Pacific contends that, because the plaintiffs invoke state rights that conflict with the association's asserted federal right to pay no interest, their claim does implicitly rely on a key proposition of federal law.

16

Removal may be appropriate when federal law not only displaces state law but also confers a federal remedy on the plaintiffs or compels them to rely, explicitly or implicitly, on federal propositions.[7] But when the claim presents a prima-facie basis for relief entirely under state law, the preemption defense does not support federal jurisdiction.[8]

17

The state claim asserted here contains no federal ingredient.
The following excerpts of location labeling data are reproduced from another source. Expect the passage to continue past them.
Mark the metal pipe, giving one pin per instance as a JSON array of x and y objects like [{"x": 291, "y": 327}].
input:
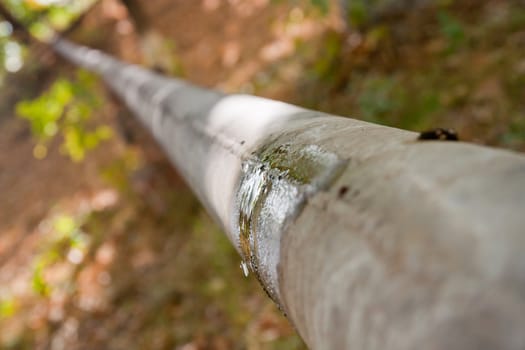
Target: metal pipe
[{"x": 364, "y": 235}]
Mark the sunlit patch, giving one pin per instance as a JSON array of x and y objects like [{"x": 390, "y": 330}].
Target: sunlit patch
[{"x": 104, "y": 199}]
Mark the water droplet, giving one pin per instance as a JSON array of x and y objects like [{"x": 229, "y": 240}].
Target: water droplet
[{"x": 244, "y": 268}]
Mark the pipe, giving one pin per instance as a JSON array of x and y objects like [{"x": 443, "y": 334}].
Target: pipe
[{"x": 365, "y": 236}]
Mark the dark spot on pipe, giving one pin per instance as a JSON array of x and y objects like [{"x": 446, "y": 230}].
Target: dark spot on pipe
[
  {"x": 439, "y": 134},
  {"x": 342, "y": 191}
]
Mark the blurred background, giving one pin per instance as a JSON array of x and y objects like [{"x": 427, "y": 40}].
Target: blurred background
[{"x": 102, "y": 245}]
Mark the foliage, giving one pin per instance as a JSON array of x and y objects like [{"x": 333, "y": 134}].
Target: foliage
[
  {"x": 66, "y": 109},
  {"x": 43, "y": 17},
  {"x": 452, "y": 29}
]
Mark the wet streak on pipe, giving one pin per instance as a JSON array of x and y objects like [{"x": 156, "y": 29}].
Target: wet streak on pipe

Even if federal law authorized Pacific's failure to pay interest, it did not prescribe the plaintiffs' remedy or establish conditions for recovery under state law.[9] At most it foreclosed state regulation, in which case it would be a complete defense to the plaintiffs' claim, but still only a defense.

18

Because the suit did not arise under federal law or an act of Congress regulating commerce, we need not consider the preemption question further.[10] The district court lacked jurisdiction. Its judgment is reversed and remanded and the district judge will remand to the Oregon courts.

[*~1367]19

REVERSED and REMANDED.

1

Pacific is a federally-chartered savings and loan association under the Home Owners Loan Act, 12 U.S.C. § 1461 et seq

2

The regulation was later amended to provide that relevant state laws would determine whether interest was required. See 12 C.F.R. § 545.6-11(c) (1975). This suit concerns mortgages obtained prior to the amendment

3

Section 1337, 28 U.S.C., confers jurisdiction on suits arising under an act of Congress regulating commerce, without regard to amount in controversy

The defendants asserted jurisdiction under 28 U.S.C. §§ 1331 (arising under federal law) and 1332 (diversity of citizenship). The district court did not rely on these provisions, apparently concluding that the requirement of more than $10,000 in controversy was not met.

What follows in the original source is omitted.